Was aber führte zu der Entrüstung? Der KURIER befragte Verkehrsexperten der Autofahrerclubs ARBÖ und ÖAMTC, der zuständigen Magistrate, der Bauwirtschaft sowie Volksanwalt Fichtenbauer. Parallel dazu gingen Hunderte Beschwerden von Autofahrern in der Redaktion ein. Die prioritären Probleme:

Koordination

Magistrate/Baufirmen: Beispiel Westeinfahrt. Bis heute ist nicht geklärt, wer für den Verkehrskollaps im Juni auf der Stadteinfahrt verantwortlich war. Tagelang stand nur eine Fahrspur zur Verfügung. Rathaus und Baufirma schieben einander gegenseitig die Verantwortung zu. Volksanwalt Fichtenbauer untersucht den Fauxpas: "Schlecht koordinierte Baustellen kosten Zeit, Steuergeld und Nerven."

Verwaiste Baustellen

Firmen übernahmen sich bei den Ausschreibungen. Mehrere Projekte werden zwar begonnen, für die schnellst mögliche Fertigstellung fehlt das Personal. Die Pönalen sind zu niedrig.

Arbeitszeit

Geld ist knapp, die Stadt will keine Überstunden zahlen. Donnerstag ab 15 Uhr ruht die Arbeit. "Es gibt Verbesserungspotenzial bei der Aufteilung der Arbeiter. Das Arbeitsrecht lässt Spielräume zu", sagt Rainer Pawlick, Innungsmeister der Bauwirtschaft.

Info-Defizite

Es fehlt an Bürgernähe, kritisieren ARBÖ und ÖAMTC. Heuer sei auf die Planung von Ausweichrouten verzichtet worden – wegen des dichten Bauprogramms.

Krisen-Management

"Die Asfinag erfand den Traffic-Manager. Dort, wo es massiv staut, ist der Experte vor Ort. Lösungen werden so schneller gefunden. Das fehlt in der Großstadt Wien", kritisiert ARBÖ-Sprecher Kurt Sabatnig.

Kontrolle

Kontrolle muss rund um die Uhr passieren. Nur so wird verhindert, dass in den Grätzln kleinere Baulose die wenigen Alternativrouten blockieren.

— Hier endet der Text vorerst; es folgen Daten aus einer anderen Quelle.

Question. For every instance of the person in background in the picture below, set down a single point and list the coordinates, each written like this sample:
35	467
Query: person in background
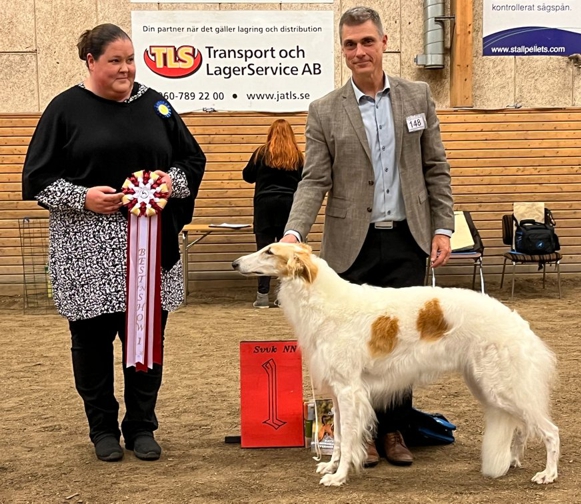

Baustellen-Finale: Die Zeit läuft davon

Während die Arbeiten am Grünen Prestigeprojekt "FuZo auf der Mahü" rasch voranschreiten, wachsen Befürchtungen, dass einige Baustellen bis zum Schulbeginn am 1. September nicht fertig werden. Trockenes Wetter wird entscheidend sein.

Ein Boulevardblatt vermutete diese Woche sogar, dass Arbeiter von der Staufalle Westeinfahrt abgezogen wurden, um die Fußgängerzone auf der Mariahilfer Straße schneller zu bauen. Verkehrsstadträtin Maria Vassilakou dementierte, wollte sich aber zu der Baustellen-Misere des heurigen Sommers nicht äußern. Ihr Büro argumentierte: "Hier werden technische Fragen zum Politikum gemacht." Vassilakou delegierte schließlich an ihren Baustellen-Planer Bernhard Engleder von der MA 28 (Straßenbau).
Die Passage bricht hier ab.